Hamilton To Start Interrupted Race From Pole

Lewis Hamilton GrandPrix Betting.jpgDefending champion Sebastien Vettel leads the Formula One title race by 38 points at the midway point of the season but the Red Bull driver must be a bit concerned about the form of Mercedes and, in particular, Lewis Hamilton.

Vettel is trading at 1.25 with Betfred to win the Formula One championship for the fourth year in a row, a remarkable feat that only Juan Manuel Fangio (1954 to 1957 inclusive) and Michael Schumacher (2000 to 2004 inclusive because he won five years in a row) have achieved previously. Vettel’s consistency – he has four firsts, one second, two thirds and two fourths from his nine finishes this season – means that bookmakers are right to assess him as having an 80 per cent of joining Fangio and Schumacher on the honour roll.

But that does not mean that Formula One punters should back Vettel, in either the title market or the next batch of races, starting with this week’s Belgian Grand Prix at Spa-Francorchamps, the favourite track of many drivers.

Formula One fans who have taken the four-week break to do their homework will know that five drivers – Fernando Alonso, Hamilton, Kimi Raikkonen, Nico Rosberg and Vettel – have won races this term in a championship that was billed as being the most competitive for many years. But what some aficionados may have missed is the dominance of one team in qualifying sessions, a dominance that looks like continuing.

Vettel kicked off the season with back-to-back poles in the Australian Grand Prix and the Malaysian Grand Prix but, apart from qualifying fastest in Canada, it has been a Mercedes shutout ever since the first two rounds, with Rosberg recording three poles and Hamilton claiming four.
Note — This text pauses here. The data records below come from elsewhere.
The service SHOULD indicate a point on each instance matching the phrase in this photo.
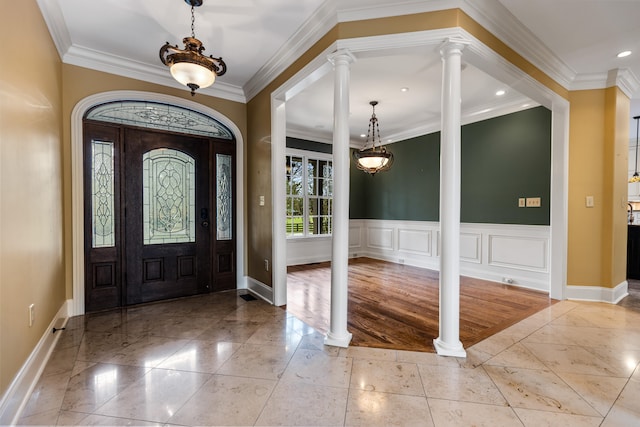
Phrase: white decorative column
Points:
(448, 343)
(338, 334)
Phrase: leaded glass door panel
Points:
(103, 287)
(167, 206)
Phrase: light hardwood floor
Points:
(395, 306)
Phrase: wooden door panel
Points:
(164, 270)
(103, 285)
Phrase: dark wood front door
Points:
(159, 215)
(167, 241)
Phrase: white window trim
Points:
(305, 155)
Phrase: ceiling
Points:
(574, 41)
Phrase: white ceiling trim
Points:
(494, 17)
(101, 61)
(320, 22)
(395, 9)
(54, 19)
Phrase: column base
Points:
(444, 349)
(338, 341)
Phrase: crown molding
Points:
(52, 14)
(387, 8)
(625, 80)
(494, 17)
(126, 67)
(320, 22)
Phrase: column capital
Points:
(453, 46)
(342, 55)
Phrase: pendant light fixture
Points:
(189, 66)
(373, 160)
(636, 175)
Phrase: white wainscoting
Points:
(516, 254)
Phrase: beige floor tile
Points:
(238, 331)
(469, 385)
(280, 332)
(101, 420)
(93, 387)
(539, 390)
(315, 341)
(532, 418)
(156, 397)
(316, 367)
(626, 409)
(448, 413)
(43, 418)
(600, 392)
(517, 356)
(429, 359)
(61, 360)
(386, 376)
(226, 400)
(148, 351)
(258, 361)
(200, 356)
(299, 404)
(47, 394)
(580, 360)
(371, 409)
(100, 346)
(368, 353)
(173, 326)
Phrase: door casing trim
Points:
(77, 186)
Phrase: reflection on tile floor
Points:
(221, 360)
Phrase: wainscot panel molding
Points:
(260, 290)
(307, 250)
(505, 253)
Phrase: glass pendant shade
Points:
(373, 159)
(636, 176)
(190, 74)
(189, 66)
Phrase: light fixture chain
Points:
(193, 20)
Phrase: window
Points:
(309, 183)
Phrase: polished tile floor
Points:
(221, 360)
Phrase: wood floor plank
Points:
(395, 306)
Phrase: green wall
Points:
(503, 159)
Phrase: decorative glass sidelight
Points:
(224, 217)
(102, 194)
(168, 195)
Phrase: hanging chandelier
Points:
(373, 160)
(636, 175)
(189, 66)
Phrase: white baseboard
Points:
(16, 397)
(260, 289)
(598, 293)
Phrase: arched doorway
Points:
(179, 261)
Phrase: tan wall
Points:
(259, 111)
(598, 139)
(31, 247)
(79, 83)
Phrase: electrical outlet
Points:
(533, 202)
(32, 314)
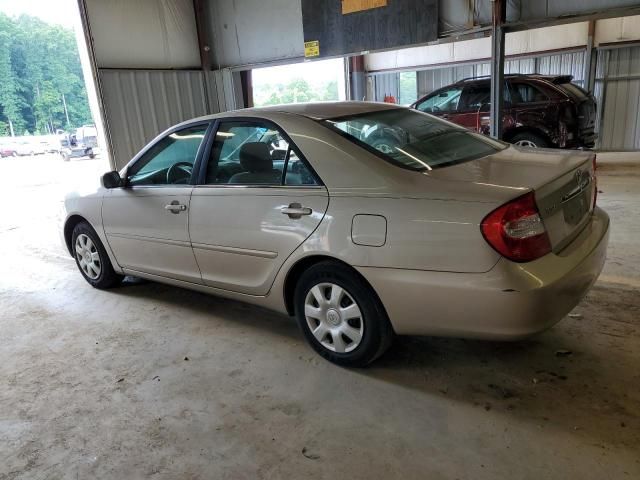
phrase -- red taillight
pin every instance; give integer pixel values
(515, 230)
(595, 182)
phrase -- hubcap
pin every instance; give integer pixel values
(526, 143)
(334, 317)
(88, 257)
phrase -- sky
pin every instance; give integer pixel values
(61, 12)
(319, 71)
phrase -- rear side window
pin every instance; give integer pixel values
(255, 153)
(527, 93)
(170, 161)
(444, 101)
(574, 90)
(474, 97)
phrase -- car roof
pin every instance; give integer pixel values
(324, 110)
(518, 76)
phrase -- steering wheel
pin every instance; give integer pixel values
(179, 172)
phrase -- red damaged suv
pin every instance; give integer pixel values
(539, 110)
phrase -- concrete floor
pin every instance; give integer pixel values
(153, 381)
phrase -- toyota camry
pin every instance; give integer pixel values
(362, 220)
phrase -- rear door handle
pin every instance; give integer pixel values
(295, 210)
(175, 207)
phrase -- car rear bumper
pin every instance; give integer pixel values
(510, 302)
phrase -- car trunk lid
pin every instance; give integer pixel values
(563, 184)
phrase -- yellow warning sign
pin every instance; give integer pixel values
(350, 6)
(312, 49)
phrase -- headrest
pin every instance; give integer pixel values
(255, 157)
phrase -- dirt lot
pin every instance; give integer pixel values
(153, 381)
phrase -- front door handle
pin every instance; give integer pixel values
(295, 210)
(175, 207)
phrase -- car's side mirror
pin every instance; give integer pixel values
(112, 180)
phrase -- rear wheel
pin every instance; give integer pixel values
(341, 316)
(92, 259)
(531, 140)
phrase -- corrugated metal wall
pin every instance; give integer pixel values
(140, 104)
(617, 89)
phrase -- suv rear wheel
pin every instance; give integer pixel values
(531, 140)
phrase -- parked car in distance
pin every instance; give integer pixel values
(8, 150)
(25, 148)
(539, 111)
(82, 143)
(301, 209)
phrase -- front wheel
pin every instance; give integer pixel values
(92, 259)
(341, 316)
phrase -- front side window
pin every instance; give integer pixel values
(170, 161)
(412, 140)
(443, 101)
(254, 153)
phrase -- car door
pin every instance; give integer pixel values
(530, 103)
(256, 202)
(147, 221)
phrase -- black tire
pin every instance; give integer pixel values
(535, 140)
(377, 333)
(107, 277)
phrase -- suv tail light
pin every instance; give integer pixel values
(515, 230)
(595, 182)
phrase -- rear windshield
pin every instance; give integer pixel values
(412, 139)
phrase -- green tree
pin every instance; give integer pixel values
(39, 71)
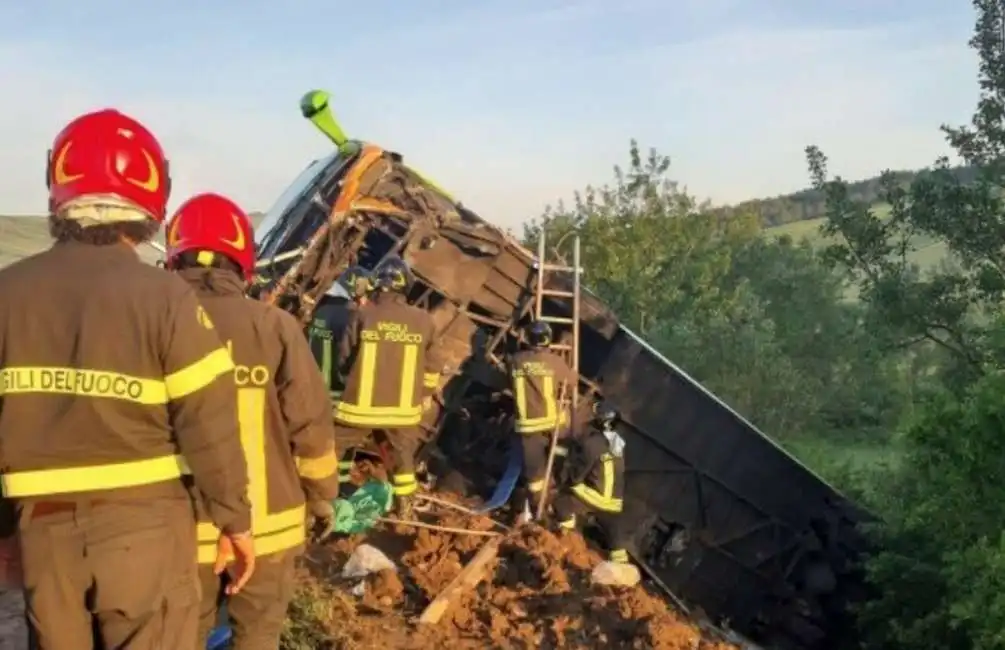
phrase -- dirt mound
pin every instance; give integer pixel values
(539, 595)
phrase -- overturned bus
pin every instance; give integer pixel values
(726, 518)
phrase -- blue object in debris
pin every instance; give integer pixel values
(504, 489)
(219, 638)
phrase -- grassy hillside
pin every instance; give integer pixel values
(928, 253)
(21, 236)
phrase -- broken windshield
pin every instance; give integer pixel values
(274, 224)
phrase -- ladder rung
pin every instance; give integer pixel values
(557, 267)
(477, 317)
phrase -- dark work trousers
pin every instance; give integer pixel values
(257, 612)
(404, 443)
(123, 571)
(571, 511)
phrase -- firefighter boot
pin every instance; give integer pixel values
(404, 508)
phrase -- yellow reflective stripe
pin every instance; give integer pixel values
(605, 499)
(94, 477)
(368, 366)
(404, 484)
(317, 468)
(264, 545)
(292, 517)
(286, 526)
(363, 413)
(197, 376)
(526, 424)
(534, 426)
(405, 490)
(377, 416)
(406, 397)
(551, 408)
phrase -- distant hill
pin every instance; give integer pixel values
(25, 235)
(798, 215)
(809, 204)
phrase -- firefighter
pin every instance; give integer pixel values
(591, 483)
(114, 384)
(538, 374)
(349, 292)
(285, 416)
(389, 374)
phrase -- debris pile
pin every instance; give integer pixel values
(536, 594)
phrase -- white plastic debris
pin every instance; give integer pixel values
(615, 574)
(367, 560)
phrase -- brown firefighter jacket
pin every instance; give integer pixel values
(537, 376)
(594, 469)
(284, 412)
(325, 333)
(387, 366)
(114, 384)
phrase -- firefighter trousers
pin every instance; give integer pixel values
(257, 612)
(404, 444)
(572, 512)
(122, 571)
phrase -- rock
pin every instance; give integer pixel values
(615, 574)
(366, 560)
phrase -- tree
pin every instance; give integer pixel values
(761, 323)
(951, 307)
(941, 569)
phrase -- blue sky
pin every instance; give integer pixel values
(510, 103)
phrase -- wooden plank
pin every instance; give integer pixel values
(467, 579)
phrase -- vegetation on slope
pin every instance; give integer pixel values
(897, 396)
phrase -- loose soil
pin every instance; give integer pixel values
(539, 596)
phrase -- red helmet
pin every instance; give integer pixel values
(212, 222)
(109, 153)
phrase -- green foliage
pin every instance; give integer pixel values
(941, 569)
(760, 321)
(811, 204)
(943, 566)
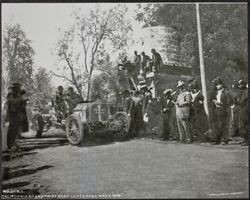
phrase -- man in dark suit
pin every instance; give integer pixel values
(135, 112)
(156, 60)
(241, 102)
(199, 120)
(221, 102)
(16, 115)
(183, 104)
(166, 113)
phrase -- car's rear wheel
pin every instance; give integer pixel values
(74, 130)
(120, 125)
(38, 125)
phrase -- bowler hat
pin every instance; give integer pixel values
(167, 91)
(218, 81)
(180, 83)
(242, 82)
(16, 85)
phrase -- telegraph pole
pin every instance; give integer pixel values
(202, 66)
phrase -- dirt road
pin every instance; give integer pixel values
(140, 168)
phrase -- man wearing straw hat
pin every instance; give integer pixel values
(16, 115)
(183, 104)
(166, 112)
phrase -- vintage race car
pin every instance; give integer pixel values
(96, 117)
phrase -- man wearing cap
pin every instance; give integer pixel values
(221, 102)
(144, 61)
(16, 114)
(61, 106)
(241, 102)
(156, 61)
(137, 59)
(72, 99)
(127, 100)
(199, 122)
(135, 112)
(183, 104)
(166, 112)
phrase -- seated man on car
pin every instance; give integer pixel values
(72, 99)
(61, 106)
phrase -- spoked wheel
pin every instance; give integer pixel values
(74, 130)
(120, 125)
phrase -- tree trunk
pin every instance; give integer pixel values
(89, 87)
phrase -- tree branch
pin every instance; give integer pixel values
(61, 76)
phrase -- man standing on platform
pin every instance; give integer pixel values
(241, 101)
(183, 104)
(156, 61)
(222, 101)
(166, 112)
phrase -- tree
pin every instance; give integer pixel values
(84, 45)
(18, 56)
(224, 32)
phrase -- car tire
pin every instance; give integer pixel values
(74, 129)
(38, 125)
(122, 119)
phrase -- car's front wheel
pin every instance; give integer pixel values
(74, 130)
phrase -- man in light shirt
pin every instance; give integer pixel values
(183, 104)
(221, 102)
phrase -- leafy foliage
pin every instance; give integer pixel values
(17, 56)
(17, 65)
(92, 35)
(224, 33)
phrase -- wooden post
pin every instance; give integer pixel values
(202, 66)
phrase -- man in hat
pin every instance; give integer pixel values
(199, 122)
(61, 106)
(144, 61)
(72, 99)
(183, 104)
(127, 100)
(136, 115)
(156, 61)
(241, 101)
(16, 115)
(137, 59)
(166, 114)
(221, 102)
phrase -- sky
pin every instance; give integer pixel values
(41, 22)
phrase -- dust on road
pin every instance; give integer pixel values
(140, 168)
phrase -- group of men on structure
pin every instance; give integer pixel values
(184, 108)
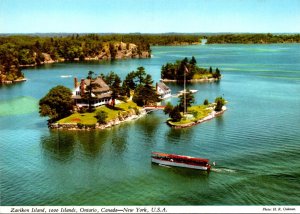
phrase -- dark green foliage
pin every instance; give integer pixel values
(176, 71)
(205, 102)
(90, 87)
(57, 103)
(140, 75)
(101, 116)
(175, 114)
(217, 74)
(114, 82)
(189, 97)
(252, 38)
(169, 107)
(129, 81)
(145, 95)
(220, 103)
(193, 61)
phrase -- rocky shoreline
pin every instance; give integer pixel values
(194, 80)
(7, 82)
(77, 126)
(212, 115)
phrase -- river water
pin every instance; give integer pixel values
(255, 144)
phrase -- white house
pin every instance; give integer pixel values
(163, 91)
(101, 94)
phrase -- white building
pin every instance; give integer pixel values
(163, 91)
(101, 94)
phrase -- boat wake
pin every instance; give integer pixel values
(66, 76)
(164, 165)
(223, 170)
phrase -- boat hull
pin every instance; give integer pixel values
(176, 164)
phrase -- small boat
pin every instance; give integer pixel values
(187, 91)
(66, 76)
(180, 161)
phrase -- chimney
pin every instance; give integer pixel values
(82, 87)
(75, 82)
Ladbrokes bookmakers have installed Hamilton at odds of 2.62 to be the Belgian Grand Prix pole sitter, which is fair and reasonable given that the British former world champion has started the last three races from first place on the grid and his Mercedes is better suited to Spa-Francorchamps than the Red Bulls in the hands of Mark Webber and Vettel.

But there is an even better value Belgian Grand Prix bet available because Bwin bookmakers are at 1.90 that the safety car will make at least one appearance during the race that is scheduled for 44 laps of just over seven kilometres. It is a classic case of bookmakers not conducting the appropriate research before going up with their odds, relying on season rather than race data.

Safety cars may appear in about 50% of grands prix but the figures differ wildly from track to track. And unfortunately for bookmakers who are allowing punters to get almost even money about this year’s Belgian Grand Prix featuring at least one safety car, Spa-Francorchamps is a track with which safety car drivers are more familiar than most.

The safety car appeared during the 2012 Belgian Grand Prix after Romain Grosjean triggered a multi-car crash at the start. It was the fourth year in a row that the Belgian Grand Prix had featured at least one safety car. The 2011 race came to a temporary halt following a major accident involving Kamui Kobayashi and Hamilton on lap 13. The 2010 Belgian Grand Prix had not one but two safety-car periods, while the 2009 Belgian Grand Prix did not get off to the cleanest of starts, thereby forcing the survivors to go slowly while officials cleaned up the resulting mess.

There have been eight Belgian Grand Prix events over the last 10 years – the race did not appear on the Formula One calendar in either 2003 or 2006 – and six times the safety car has come out to stop play. Spa-Francorchamps is a fast, testing circuit that pushes drivers to their limits, which increases the probability of serious crashes – 47 motor sport competitors have met their maker at the track – and the Ardennes region is famous for its ever-changing weather conditions. Belgian Grand Prix participants have often had to contend with the Spa-Francorchamps circuit being dry in one area and wet in another. It really is a big challenge.

By all means back Hamilton to qualifying fastest for the Belgian Grand Prix but have a more substantial wager on the safety car appearing during Sunday’s race. Bookmakers really ought to be offering odds much closer to 1.40 than 1.90.